Troisième changement, le risque chinois. C’est un vrai risque pour les Chinois eux-mêmes et le reste du monde. Le modèle choisi par la Chine, il y a 20 ans, a produit des effets fantastiques. Le développement économique est incontestable. C’est le résultat d’une économie de marché, d’un capitalisme débridé et d’un système politique qui reste autoritaire. Les dirigeants chinois reconnaissent que l’équilibre de la société chinoise est tributaire du taux de croissance. A moins de 7% de croissance, Pékin est en risque de Tian'anmen… Mais pour faire plus de 7% de croissance, il faut continuer d’arroser l’Occident avec des produits pas chers. Or l’Occident ne peut pas se laisser complètement dépouiller de son industrie. D’où les répliques protectionnistes. La Chine va au-devant de deux dangers, une colère sociale que la gouvernance ne saurait pas gérer de façon pacifique, et l’impossibilité d’offrir aux Chinois un modèle de consommation occidental trop gourmand en énergie et trop pollueur. Actuellement les gouvernants chinois font comme si ces problèmes étaient encore lointains.

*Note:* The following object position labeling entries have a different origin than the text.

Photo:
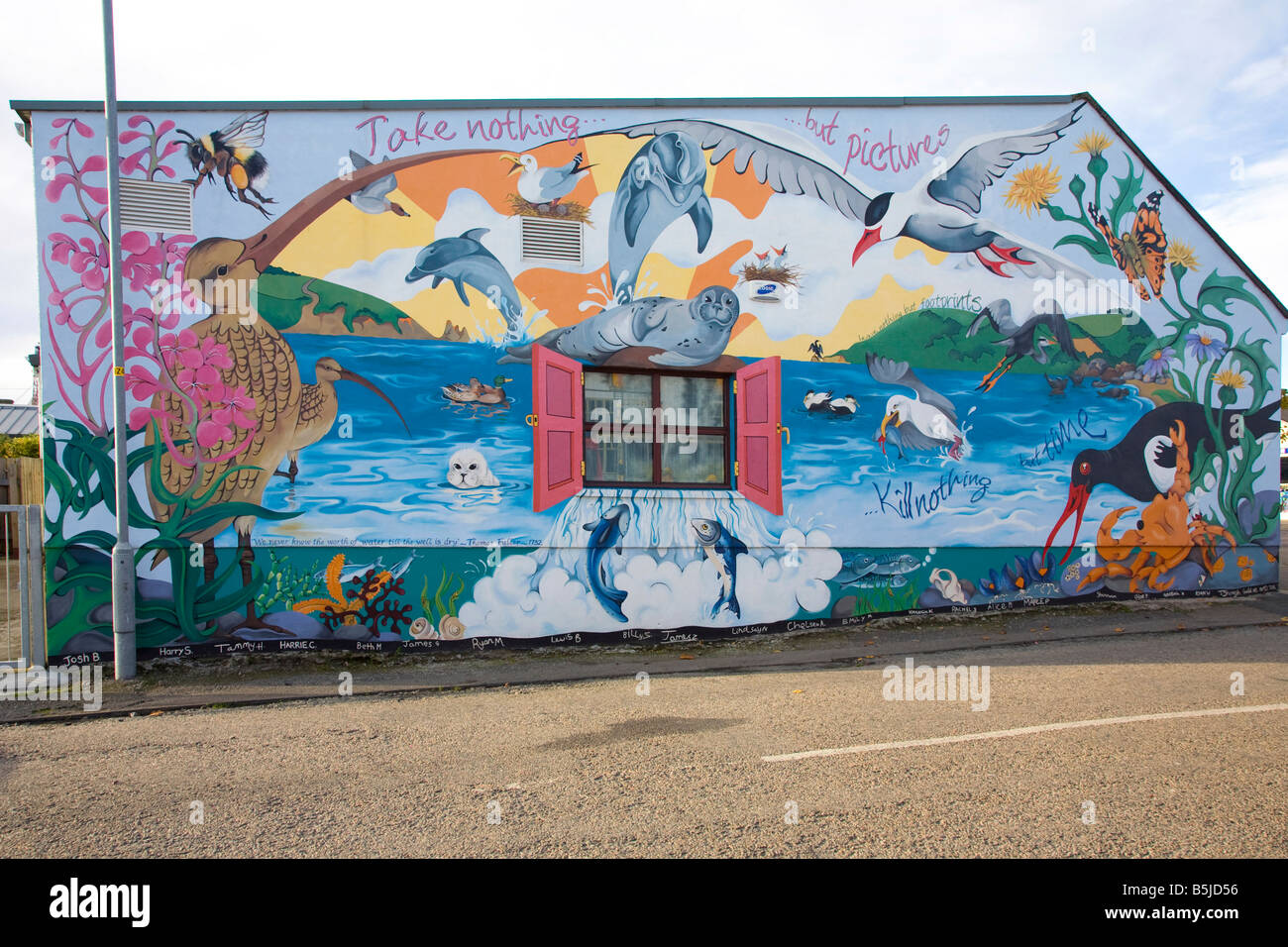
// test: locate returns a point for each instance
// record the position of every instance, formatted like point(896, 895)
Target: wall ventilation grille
point(544, 239)
point(156, 205)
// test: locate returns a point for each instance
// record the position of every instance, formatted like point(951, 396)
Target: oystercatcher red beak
point(1080, 493)
point(871, 237)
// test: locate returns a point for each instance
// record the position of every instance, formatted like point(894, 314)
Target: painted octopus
point(1163, 538)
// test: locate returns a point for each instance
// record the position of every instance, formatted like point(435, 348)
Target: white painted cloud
point(546, 591)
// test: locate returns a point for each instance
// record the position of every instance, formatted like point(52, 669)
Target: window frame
point(725, 431)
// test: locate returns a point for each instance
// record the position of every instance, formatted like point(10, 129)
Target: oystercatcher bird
point(1020, 338)
point(1142, 464)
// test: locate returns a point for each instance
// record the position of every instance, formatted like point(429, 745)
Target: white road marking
point(1020, 732)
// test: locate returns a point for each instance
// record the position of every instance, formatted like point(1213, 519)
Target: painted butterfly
point(1141, 254)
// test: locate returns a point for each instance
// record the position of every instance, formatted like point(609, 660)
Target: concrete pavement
point(678, 768)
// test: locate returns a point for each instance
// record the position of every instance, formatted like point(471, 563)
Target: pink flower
point(210, 432)
point(141, 416)
point(237, 408)
point(141, 382)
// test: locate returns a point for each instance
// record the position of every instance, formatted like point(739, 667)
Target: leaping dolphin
point(664, 182)
point(604, 535)
point(465, 261)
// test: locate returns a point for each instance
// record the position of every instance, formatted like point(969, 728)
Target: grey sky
point(1201, 86)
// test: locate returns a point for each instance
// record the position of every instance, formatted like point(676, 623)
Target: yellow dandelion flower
point(1093, 144)
point(1033, 187)
point(1229, 377)
point(1183, 254)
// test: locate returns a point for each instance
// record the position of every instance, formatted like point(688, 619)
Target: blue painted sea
point(370, 480)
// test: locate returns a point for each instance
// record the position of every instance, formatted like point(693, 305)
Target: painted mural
point(502, 376)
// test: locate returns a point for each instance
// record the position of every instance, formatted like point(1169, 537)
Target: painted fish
point(400, 569)
point(604, 535)
point(721, 548)
point(870, 567)
point(352, 573)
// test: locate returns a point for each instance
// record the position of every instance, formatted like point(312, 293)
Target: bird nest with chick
point(563, 210)
point(787, 275)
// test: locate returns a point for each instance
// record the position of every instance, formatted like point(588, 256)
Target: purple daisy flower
point(1202, 344)
point(1154, 368)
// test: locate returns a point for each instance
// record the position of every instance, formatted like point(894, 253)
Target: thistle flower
point(1033, 188)
point(1093, 144)
point(1229, 377)
point(1154, 368)
point(1201, 346)
point(1181, 254)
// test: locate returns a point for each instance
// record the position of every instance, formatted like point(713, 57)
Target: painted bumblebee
point(232, 153)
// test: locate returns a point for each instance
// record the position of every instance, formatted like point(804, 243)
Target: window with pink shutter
point(588, 431)
point(760, 454)
point(557, 427)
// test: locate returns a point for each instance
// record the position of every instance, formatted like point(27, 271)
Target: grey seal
point(694, 331)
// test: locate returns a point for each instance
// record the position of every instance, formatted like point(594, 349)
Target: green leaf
point(1099, 252)
point(1128, 188)
point(1219, 291)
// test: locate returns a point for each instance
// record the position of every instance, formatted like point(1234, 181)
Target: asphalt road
point(599, 768)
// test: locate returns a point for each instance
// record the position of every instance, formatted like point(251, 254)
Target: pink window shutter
point(557, 428)
point(759, 450)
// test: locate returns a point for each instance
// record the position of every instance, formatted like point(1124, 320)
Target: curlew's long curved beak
point(1080, 493)
point(353, 376)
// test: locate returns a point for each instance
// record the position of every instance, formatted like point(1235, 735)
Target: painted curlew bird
point(318, 407)
point(1021, 338)
point(263, 365)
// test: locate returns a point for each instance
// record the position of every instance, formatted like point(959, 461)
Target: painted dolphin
point(465, 261)
point(721, 548)
point(664, 182)
point(694, 331)
point(604, 535)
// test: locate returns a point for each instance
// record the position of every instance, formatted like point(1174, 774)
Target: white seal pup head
point(468, 470)
point(948, 585)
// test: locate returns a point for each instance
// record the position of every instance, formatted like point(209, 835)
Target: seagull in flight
point(374, 198)
point(941, 210)
point(545, 184)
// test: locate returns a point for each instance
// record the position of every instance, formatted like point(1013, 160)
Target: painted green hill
point(283, 295)
point(936, 339)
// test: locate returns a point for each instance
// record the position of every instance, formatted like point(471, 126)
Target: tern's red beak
point(871, 237)
point(1078, 496)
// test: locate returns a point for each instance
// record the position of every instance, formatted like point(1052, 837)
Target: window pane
point(610, 460)
point(699, 459)
point(608, 389)
point(700, 398)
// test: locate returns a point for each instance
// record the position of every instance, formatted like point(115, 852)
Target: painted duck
point(478, 392)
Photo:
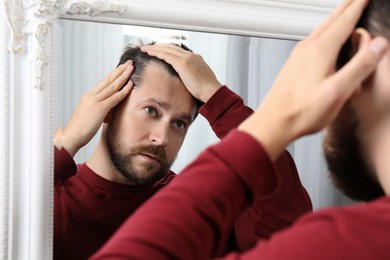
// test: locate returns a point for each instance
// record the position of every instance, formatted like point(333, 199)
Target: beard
point(349, 167)
point(123, 160)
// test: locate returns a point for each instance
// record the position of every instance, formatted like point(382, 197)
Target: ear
point(108, 117)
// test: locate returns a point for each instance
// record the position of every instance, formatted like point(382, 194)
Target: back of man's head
point(350, 168)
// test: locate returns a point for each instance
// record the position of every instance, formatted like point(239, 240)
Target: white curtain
point(86, 52)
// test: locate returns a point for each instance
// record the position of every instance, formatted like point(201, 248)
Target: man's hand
point(309, 93)
point(196, 75)
point(94, 107)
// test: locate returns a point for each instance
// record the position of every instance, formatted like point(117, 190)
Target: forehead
point(159, 85)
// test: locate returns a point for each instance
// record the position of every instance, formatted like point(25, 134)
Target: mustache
point(156, 151)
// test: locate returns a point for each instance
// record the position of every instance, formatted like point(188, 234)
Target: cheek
point(176, 142)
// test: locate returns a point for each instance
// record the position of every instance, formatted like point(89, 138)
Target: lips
point(152, 156)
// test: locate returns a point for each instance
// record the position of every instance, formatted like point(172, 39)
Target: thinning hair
point(141, 60)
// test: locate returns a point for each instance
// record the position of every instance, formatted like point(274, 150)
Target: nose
point(160, 134)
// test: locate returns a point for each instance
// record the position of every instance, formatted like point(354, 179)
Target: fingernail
point(378, 45)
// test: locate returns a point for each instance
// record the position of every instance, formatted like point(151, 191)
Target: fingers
point(118, 96)
point(360, 66)
point(114, 81)
point(341, 29)
point(167, 52)
point(347, 13)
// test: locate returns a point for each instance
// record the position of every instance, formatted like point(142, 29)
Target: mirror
point(28, 76)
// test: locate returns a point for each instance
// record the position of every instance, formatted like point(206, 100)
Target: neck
point(100, 162)
point(379, 149)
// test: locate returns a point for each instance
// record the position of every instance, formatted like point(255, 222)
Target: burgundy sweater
point(88, 208)
point(189, 218)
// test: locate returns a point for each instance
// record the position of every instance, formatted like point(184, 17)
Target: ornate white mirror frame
point(26, 124)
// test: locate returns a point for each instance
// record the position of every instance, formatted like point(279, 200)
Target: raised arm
point(93, 108)
point(87, 118)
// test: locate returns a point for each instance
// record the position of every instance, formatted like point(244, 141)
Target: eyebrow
point(184, 116)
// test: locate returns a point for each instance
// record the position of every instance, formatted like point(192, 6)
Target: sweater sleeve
point(191, 216)
point(276, 212)
point(64, 166)
point(225, 111)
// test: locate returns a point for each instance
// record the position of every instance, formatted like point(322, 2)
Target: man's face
point(351, 139)
point(148, 128)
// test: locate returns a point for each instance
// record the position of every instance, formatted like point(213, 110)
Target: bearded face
point(349, 166)
point(141, 164)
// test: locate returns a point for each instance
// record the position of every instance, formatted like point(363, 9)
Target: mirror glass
point(85, 52)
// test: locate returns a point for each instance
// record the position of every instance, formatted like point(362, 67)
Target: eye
point(180, 124)
point(151, 111)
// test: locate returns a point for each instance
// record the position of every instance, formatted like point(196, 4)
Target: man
point(145, 123)
point(241, 167)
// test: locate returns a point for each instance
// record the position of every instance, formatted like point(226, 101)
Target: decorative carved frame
point(26, 124)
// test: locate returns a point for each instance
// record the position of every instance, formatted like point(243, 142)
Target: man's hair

La plupart des experts internationaux réunis dans cette World Policy Conference, considèrent que la plupart des gouvernements de la planète et les organisations internationales (OMC, ONU, OCDE…) sont parfaitement au fait de ces questions et les assument. La plupart des gouvernements, sauf les gouvernements européens, qui de l’avis général réagissent mal aux contraintes mondiales. La crise, qui n’est rien d’autre qu’une crise de mutation structurelle, provoque en Europe des réactions protectionnistes, un repli sur soi et sur un modèle d’organisation sociale qui est au bord de la faillite.

Le modèle social ne peut plus fonctionner faute d’argent. Le modèle d’intégration politique est complètement grippé. L’exemple français a été cité comme la caricature d’une bourgeoisie qui s’enferme sur ses acquis sociaux et qui ne voit pas le monde bouger. Pour beaucoup d’experts de l’OCDE notamment, la façon dont la société française traite l’immigration ne réglera aucun des problèmes qu'elle provoque. L’approche que nous avons en Afrique ne prend pas forcement en compte le formidable enjeu que représente le potentiel économique. Notre usage abusif du principe de précaution nous interdit de faire les expérimentations dans plein de domaines que se partage la planète, l’énergie par exemple .

Enfin l’absence d’ambition et de courage pour défendre une organisation fédérale de l’Europe, met en question l'existence même de l’Europe.